Building a Generative Recommendation System with Go and AI Agents: Architecture Design and Practical Analysis

Open-source project builds a generative recommendation system with Go and LLMs for AI Agent beginners.
A student intern team launched an open-source project called "Ride the Wind and Waves" that builds a generative recommendation system using Go and large language models. The project is split into a backend service layer and a recommendation system layer, featuring LLM Embedding for deep semantic understanding, a three-layer user memory architecture to solve the cold start problem, and AI-driven recommendation decisions and content generation. Positioned as an entry-level AI Agent project, it has completed its first version and plans to add online learning and multi-Agent collaboration.
Introduction: Why Traditional Recommendation Systems Need Large Language Models
The rapid iteration of AI technology is reshaping the entire software development ecosystem, with traditional frontend and backend development accelerating toward AI full-stack evolution. AI Agent development, as one of the hottest emerging fields in the past two years, has attracted the attention of a massive number of developers. Recently, an open-source project initiated by a team of student interns sparked considerable discussion in the community — they built a generative recommendation system powered by large language models using Go, codenamed "Ride the Wind and Waves" (乘风破浪).
The highlight of this project lies not only in the technical solution itself but also in its positioning: an entry-level open-source project aimed at AI Agent beginners. For developers who want to break into AI Agent development but struggle to find a suitable hands-on project, this is a starting point worth paying attention to.
Overall Architecture of the Go-Based Recommendation System: The Dual-Engine of "Wind" and "Waves"
The project name "Ride the Wind and Waves" corresponds to a clear architectural layering:
-
"Wind" (Backend Service Layer): Handles the construction of the traditional backend architecture, including Go server infrastructure, RESTful API design, data storage, and other classic engineering practices. This layer represents the inheritance and refinement of mature technology stacks.
-
"Waves" (Recommendation System Layer): The core of the project, representing innovative exploration in the AI era.
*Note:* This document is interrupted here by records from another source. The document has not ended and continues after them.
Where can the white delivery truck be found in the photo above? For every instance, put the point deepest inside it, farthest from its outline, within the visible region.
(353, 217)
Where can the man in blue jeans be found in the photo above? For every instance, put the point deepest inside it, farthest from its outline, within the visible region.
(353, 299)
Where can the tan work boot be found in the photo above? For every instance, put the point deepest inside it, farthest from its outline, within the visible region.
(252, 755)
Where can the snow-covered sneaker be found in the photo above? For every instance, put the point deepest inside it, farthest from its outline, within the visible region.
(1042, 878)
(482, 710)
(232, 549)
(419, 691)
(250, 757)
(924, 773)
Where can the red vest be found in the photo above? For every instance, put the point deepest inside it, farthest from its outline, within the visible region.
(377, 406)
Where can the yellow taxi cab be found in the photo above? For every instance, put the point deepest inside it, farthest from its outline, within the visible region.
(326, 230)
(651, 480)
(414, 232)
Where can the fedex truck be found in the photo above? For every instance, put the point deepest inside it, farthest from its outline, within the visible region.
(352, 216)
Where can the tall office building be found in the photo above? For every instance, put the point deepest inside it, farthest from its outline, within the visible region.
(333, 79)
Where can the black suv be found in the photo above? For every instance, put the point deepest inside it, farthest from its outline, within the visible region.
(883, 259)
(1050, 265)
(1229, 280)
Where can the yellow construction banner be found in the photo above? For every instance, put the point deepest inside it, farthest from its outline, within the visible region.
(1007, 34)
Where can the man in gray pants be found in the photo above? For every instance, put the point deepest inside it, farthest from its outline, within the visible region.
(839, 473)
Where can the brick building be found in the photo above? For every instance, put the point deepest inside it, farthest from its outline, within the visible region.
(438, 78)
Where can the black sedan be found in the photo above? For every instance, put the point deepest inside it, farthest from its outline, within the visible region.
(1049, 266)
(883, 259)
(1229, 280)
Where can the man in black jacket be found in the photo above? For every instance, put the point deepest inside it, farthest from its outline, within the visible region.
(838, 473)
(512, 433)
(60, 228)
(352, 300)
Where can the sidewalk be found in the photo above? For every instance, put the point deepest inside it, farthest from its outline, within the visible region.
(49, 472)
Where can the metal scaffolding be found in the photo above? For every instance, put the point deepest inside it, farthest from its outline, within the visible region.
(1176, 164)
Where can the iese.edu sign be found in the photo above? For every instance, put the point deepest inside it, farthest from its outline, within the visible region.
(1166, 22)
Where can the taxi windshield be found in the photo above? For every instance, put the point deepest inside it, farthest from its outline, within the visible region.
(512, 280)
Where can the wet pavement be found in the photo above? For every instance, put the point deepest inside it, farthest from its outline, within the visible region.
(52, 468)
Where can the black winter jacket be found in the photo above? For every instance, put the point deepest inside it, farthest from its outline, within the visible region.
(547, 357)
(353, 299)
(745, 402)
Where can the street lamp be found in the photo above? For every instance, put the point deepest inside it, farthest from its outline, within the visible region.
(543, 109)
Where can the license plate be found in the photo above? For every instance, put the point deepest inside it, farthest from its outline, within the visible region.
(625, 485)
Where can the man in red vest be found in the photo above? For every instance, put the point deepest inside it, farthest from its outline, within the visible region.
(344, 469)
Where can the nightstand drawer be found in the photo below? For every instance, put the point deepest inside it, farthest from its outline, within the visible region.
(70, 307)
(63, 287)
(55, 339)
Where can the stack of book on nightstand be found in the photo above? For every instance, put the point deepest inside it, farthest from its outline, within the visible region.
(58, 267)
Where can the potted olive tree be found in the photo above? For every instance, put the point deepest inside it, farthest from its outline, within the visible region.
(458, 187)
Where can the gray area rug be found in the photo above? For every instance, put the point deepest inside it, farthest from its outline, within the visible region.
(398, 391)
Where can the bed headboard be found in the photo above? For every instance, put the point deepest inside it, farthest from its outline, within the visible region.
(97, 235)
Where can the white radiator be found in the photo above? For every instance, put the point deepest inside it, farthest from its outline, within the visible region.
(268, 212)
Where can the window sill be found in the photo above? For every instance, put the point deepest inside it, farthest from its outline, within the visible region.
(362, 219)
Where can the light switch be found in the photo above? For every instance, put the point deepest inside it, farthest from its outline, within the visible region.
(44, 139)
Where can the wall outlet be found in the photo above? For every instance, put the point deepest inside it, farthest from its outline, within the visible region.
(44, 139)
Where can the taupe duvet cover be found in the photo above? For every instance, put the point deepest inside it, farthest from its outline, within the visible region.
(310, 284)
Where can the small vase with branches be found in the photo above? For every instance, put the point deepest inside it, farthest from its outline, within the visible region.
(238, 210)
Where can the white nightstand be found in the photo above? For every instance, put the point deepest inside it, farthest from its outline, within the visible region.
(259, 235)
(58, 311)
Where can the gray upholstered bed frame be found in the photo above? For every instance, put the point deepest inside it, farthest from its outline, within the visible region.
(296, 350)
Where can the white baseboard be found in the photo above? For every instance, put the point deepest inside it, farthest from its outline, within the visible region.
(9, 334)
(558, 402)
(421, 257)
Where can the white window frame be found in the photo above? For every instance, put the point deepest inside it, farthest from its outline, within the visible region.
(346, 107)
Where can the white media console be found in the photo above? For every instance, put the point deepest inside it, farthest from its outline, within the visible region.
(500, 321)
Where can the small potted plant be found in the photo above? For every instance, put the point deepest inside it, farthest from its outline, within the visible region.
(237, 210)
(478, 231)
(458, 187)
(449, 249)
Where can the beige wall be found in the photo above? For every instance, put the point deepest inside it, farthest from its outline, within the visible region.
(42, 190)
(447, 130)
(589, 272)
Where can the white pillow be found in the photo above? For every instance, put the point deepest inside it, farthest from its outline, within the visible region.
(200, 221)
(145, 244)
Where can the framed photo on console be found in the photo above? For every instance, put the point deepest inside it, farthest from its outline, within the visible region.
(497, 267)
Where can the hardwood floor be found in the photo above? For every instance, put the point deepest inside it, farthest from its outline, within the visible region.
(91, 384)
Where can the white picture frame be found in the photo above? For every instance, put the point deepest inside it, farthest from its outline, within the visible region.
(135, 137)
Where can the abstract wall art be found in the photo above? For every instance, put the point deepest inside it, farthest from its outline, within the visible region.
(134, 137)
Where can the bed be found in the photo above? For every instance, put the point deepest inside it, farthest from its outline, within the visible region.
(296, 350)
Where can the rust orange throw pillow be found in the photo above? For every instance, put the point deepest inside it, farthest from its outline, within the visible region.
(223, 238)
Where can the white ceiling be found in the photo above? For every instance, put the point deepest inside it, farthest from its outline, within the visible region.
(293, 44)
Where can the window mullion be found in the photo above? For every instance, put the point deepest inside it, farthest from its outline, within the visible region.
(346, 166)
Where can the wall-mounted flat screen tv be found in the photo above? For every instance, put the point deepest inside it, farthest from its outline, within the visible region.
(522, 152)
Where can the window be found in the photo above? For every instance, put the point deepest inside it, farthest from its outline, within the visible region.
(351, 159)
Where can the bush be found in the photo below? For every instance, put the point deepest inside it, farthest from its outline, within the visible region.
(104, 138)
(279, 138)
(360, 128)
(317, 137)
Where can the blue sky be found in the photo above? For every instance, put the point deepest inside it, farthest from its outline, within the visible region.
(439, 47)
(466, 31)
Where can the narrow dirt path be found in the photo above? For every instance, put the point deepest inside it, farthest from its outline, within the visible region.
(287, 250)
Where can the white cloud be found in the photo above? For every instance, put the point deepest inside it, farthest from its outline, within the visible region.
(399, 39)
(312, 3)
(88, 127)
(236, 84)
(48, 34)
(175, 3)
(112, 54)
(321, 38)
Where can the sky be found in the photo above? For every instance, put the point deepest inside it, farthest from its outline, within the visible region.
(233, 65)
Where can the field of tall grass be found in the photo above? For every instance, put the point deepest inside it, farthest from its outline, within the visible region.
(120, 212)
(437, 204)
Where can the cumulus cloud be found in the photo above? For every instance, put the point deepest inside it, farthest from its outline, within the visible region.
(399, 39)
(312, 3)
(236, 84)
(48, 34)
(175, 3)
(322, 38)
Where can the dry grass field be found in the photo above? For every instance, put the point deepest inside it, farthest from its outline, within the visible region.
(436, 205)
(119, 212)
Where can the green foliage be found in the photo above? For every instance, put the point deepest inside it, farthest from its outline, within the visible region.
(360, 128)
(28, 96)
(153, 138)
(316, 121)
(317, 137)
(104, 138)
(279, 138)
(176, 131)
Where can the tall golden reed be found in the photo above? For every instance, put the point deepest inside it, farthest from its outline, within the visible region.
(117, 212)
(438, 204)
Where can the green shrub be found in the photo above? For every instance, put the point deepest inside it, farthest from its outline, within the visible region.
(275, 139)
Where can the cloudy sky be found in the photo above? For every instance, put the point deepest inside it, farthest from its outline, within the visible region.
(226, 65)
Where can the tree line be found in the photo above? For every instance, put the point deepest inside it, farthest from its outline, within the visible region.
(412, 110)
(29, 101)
The team leveraged large language models to optimize the traditional recommendation system across multiple dimensions, deeply integrating Agent capabilities into the recommendation pipeline.
The project founder explicitly stated that the backend exists to serve the recommendation system — the recommendation system is the true focus of the entire project. This architectural philosophy reflects an important trend: In the age of AI applications, engineering capabilities at the infrastructure level remain indispensable, but the real differentiating value comes from deep integration of AI capabilities.
Three Core Differences Between Generative and Traditional Recommendation Systems
Recommendation systems are far from a new topic. From early collaborative filtering to feature-engineering-based machine learning approaches, movie and music recommendation systems have long been classic case studies in computer science courses.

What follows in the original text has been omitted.